Segundo o analista, um cenário muito mais grave acontecerá caso a Rússia leve a cabo as ameaças de fechar a torneira de gás para a Europa de forma imediata.
"Com a proibição de importação pelos Estados Unidos, US$ 150 por barril é um patamar possível de atingirmos, porque já estamos muito próximos desse preço. Mas se a Rússia resolver barrar exportações e elas demorarem a retornar, aí o patamar de preços é muito difícil de prever", diz Delara.
"US$ 300 por barril [como previu o vice-primeiro-ministro russo Alexander Novak] parece muito apocalíptico, mas US$ 200 se a proibição durasse 60 dias é possível. Mas esse seria um cenário desastroso, que não está no radar por enquanto", afirma.
Para Dawisson Belém Lopes, professor de Política Internacional na UFMG (Universidade Federal de Minas Gerais), a proibição de importações pode não ser tão decisiva para os rumos da guerra, mas se soma ao pacote sem precedentes de sanções econômicas à Rússia.
"Há um impacto simbólico, é uma sinalização forte. Biden não tinha opção, ia ficar muito estranho mover uma guerra por procuração, com uma condenação veemente da Rússia por parte dos Estados Unidos, se não houvesse uma atitude explícita de tentar impactar a Rússia cortando esse fluxo de petróleo, visando uma asfixia econômica de Putin", diz Lopes.
Ele avalia que a situação da Rússia diante do acúmulo das sanções é bastante complicada, mas não descarta uma atitude mais drástica de Putin.
"A Rússia não pode se dar muito ao luxo de abrir mão das rendas do petróleo e do gás natural, mas, num regime autoritário, o governante tem mais capacidade de empurrar os efeitos da deterioração social e econômica para a população sem sofrer tanto, porque o impacto da revolta popular é menor", observa o professor.
O especialista em política internacional da UFMG considera que um quadro de restrição de oferta pela Rússia poderia levar o mundo a um cenário de crise do petróleo similar àquele dos anos 1970.

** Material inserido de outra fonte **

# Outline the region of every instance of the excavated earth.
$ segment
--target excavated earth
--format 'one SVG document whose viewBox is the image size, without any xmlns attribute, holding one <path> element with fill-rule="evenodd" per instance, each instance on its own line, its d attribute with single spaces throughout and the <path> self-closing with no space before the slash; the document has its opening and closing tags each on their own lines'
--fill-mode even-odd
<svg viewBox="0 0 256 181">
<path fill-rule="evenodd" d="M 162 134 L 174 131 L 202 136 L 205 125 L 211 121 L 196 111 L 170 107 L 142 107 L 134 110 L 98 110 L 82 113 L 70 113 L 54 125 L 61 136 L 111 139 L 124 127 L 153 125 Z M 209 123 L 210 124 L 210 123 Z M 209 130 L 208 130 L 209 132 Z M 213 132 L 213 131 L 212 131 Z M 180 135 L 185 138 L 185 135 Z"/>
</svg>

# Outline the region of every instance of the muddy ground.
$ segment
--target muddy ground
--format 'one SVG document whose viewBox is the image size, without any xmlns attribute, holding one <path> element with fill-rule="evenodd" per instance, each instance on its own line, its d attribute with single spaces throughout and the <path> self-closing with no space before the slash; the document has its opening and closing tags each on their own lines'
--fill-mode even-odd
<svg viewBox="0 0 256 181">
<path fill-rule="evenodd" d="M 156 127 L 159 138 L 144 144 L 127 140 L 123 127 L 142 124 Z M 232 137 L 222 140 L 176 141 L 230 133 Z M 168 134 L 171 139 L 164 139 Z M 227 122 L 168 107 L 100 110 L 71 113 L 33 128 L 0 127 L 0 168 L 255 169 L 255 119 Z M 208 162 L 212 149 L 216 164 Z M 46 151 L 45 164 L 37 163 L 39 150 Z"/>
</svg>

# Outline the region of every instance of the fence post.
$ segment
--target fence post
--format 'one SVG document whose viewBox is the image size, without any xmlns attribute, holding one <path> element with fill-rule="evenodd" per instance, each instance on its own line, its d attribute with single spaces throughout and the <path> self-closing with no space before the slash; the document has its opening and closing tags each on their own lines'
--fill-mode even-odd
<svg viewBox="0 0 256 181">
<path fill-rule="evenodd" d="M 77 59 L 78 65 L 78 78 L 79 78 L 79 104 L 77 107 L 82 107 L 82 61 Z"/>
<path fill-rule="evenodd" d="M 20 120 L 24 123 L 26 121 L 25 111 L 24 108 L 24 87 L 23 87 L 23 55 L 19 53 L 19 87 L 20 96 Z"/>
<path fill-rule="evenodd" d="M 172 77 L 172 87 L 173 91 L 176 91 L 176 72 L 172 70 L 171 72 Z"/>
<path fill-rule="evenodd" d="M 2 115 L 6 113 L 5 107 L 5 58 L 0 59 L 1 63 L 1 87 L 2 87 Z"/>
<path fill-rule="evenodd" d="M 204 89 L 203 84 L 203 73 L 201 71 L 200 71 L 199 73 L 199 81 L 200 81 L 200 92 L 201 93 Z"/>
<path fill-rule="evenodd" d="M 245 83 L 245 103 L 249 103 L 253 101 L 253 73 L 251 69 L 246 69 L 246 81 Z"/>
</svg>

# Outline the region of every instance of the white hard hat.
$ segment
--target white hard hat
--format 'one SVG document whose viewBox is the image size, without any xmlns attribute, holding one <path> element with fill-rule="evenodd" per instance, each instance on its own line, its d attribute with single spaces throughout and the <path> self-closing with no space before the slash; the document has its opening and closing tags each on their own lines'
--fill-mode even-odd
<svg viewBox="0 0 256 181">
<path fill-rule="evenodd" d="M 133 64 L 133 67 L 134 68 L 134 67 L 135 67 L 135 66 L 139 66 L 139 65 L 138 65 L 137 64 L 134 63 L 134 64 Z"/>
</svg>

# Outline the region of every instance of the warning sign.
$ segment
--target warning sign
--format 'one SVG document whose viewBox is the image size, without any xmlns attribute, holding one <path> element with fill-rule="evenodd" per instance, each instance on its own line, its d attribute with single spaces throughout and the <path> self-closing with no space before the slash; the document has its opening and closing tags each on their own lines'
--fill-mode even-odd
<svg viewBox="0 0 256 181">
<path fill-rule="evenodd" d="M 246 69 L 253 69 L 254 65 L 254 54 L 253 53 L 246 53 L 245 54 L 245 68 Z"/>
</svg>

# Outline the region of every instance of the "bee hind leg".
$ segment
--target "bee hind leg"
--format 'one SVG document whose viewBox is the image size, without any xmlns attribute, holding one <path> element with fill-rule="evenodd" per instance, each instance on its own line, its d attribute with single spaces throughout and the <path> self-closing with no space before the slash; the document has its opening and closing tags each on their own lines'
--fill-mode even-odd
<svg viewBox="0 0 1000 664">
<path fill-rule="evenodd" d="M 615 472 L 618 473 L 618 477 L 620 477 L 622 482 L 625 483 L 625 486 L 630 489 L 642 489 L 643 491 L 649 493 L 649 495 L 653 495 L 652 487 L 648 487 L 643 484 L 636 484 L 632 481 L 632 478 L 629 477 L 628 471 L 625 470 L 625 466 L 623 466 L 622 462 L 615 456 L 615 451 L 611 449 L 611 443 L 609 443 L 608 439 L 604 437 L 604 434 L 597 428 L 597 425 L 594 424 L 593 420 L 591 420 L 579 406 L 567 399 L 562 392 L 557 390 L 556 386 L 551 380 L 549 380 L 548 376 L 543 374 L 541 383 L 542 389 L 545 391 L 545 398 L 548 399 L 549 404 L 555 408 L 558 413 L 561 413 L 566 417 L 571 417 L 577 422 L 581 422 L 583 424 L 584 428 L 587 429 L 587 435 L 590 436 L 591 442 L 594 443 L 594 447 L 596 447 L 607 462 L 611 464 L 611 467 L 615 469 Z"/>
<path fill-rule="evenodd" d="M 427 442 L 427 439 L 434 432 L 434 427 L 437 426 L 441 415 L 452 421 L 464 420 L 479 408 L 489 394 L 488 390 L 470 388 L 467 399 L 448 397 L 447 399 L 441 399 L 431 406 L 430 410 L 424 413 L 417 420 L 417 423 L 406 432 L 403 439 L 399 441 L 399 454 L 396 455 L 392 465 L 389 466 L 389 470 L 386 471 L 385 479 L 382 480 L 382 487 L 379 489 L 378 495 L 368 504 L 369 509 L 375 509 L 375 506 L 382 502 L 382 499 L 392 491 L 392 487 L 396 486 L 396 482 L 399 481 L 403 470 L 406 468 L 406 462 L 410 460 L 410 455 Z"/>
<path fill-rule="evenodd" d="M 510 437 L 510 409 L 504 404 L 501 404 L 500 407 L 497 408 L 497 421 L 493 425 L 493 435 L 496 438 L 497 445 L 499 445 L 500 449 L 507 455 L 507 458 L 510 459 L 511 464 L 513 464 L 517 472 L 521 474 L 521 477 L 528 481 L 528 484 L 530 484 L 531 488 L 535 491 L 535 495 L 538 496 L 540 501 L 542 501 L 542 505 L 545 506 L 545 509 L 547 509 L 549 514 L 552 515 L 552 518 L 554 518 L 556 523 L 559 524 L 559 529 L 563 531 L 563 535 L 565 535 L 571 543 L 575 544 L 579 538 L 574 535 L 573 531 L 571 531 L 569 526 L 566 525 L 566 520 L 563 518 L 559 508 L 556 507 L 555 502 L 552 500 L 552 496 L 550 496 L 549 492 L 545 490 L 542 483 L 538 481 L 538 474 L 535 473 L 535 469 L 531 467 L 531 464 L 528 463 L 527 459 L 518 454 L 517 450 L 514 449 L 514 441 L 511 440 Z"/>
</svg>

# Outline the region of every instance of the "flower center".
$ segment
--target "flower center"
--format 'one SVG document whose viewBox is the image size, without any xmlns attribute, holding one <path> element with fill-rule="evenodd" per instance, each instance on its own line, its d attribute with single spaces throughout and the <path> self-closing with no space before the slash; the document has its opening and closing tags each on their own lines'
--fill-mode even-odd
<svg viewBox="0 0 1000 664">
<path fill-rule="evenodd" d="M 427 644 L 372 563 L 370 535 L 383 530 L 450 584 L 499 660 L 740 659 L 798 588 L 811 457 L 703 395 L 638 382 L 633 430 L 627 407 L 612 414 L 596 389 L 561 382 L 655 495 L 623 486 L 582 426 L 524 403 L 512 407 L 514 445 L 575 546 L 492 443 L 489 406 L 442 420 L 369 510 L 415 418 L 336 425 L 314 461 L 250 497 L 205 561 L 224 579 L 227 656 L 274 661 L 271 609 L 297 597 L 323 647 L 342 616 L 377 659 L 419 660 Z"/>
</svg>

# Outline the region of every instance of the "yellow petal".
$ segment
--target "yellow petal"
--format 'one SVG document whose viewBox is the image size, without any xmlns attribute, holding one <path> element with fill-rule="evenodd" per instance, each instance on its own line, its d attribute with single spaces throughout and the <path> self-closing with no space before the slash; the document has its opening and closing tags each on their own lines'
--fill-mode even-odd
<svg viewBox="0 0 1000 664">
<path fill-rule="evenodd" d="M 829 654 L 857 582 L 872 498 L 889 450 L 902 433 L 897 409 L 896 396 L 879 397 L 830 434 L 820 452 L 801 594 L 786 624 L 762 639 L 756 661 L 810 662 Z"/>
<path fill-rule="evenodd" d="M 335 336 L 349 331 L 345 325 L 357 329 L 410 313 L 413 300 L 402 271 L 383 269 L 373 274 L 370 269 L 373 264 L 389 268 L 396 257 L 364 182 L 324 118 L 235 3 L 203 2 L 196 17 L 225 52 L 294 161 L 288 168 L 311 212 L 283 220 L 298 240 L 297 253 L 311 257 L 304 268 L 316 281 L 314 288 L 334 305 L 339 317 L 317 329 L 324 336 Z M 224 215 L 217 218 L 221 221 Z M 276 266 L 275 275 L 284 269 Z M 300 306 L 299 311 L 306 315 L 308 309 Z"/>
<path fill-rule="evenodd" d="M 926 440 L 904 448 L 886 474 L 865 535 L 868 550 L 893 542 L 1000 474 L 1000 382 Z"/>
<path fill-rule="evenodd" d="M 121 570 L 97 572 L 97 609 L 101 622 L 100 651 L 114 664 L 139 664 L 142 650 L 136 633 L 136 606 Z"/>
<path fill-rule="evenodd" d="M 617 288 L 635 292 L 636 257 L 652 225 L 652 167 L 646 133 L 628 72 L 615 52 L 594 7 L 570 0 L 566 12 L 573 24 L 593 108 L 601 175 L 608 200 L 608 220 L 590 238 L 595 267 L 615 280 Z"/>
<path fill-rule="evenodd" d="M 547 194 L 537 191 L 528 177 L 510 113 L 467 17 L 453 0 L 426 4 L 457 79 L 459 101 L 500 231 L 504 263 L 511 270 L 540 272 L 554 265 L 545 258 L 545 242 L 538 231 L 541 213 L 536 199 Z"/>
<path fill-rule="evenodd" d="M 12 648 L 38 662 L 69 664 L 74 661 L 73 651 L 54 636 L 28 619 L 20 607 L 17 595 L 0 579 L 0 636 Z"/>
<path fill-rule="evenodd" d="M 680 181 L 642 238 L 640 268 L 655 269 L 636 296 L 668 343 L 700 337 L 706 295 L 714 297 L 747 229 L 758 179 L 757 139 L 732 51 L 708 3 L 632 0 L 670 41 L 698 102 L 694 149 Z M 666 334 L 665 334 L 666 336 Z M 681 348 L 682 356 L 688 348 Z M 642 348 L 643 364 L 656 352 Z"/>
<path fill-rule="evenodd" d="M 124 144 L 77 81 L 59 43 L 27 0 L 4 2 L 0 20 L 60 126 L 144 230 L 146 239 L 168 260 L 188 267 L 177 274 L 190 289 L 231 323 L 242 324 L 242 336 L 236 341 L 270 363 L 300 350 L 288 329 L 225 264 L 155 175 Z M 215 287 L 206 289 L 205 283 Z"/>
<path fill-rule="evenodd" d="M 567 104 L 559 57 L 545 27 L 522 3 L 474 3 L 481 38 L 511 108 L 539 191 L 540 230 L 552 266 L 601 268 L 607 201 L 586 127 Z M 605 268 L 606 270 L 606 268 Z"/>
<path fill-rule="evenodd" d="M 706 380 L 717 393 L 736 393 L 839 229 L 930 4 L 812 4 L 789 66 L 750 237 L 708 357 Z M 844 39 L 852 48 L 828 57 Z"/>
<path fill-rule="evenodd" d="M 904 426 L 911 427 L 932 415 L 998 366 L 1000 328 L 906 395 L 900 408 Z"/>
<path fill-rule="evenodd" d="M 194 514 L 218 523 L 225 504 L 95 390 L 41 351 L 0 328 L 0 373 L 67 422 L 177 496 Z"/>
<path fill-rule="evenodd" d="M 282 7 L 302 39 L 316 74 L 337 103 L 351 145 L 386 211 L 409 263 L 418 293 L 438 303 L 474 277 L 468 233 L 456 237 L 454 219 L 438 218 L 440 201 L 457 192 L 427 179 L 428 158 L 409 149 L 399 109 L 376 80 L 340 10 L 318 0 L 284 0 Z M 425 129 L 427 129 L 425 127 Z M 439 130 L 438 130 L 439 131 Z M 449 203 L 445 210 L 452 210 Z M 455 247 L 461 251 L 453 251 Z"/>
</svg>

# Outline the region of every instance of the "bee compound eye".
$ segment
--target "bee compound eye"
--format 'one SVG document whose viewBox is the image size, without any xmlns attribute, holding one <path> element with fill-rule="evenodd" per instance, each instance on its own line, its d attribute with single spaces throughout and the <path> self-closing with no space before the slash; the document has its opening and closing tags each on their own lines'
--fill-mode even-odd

Mas ele avalia que isso seria momentâneo, já que os países têm forte interdependência econômica e já se esforçam para encontrar alternativas ao petróleo russo, com EUA retomando conversas com Irã e Venezuela e liberando o uso de seus estoques de emergência para minimizar os efeitos da crise.
Lopes lembra ainda que Biden tem observado uma melhora dos seus índices de avaliação nos Estados Unidos, devido à resposta à guerra na Ucrânia. Mas ele considera que esse efeito pode se esgotar, à medida que cresça a fadiga da opinião pública.
"Há uma reação da popularidade Biden, mas não sei se isso se sustenta no médio prazo. O que define as coisas é o 'feel good factor', ou seja, a economia bem, o país se recuperando da pandemia e como vai se dar o acerto de conta depois com a China", afirma.
Para o professor, a relação com a China é a grande questão. "Se houver a sensação de que a China saiu ganhando com essa disputa, que conseguiu transformar a Rússia num Estado mais dependente, isso pode não ser bom na percepção da população estadunidense."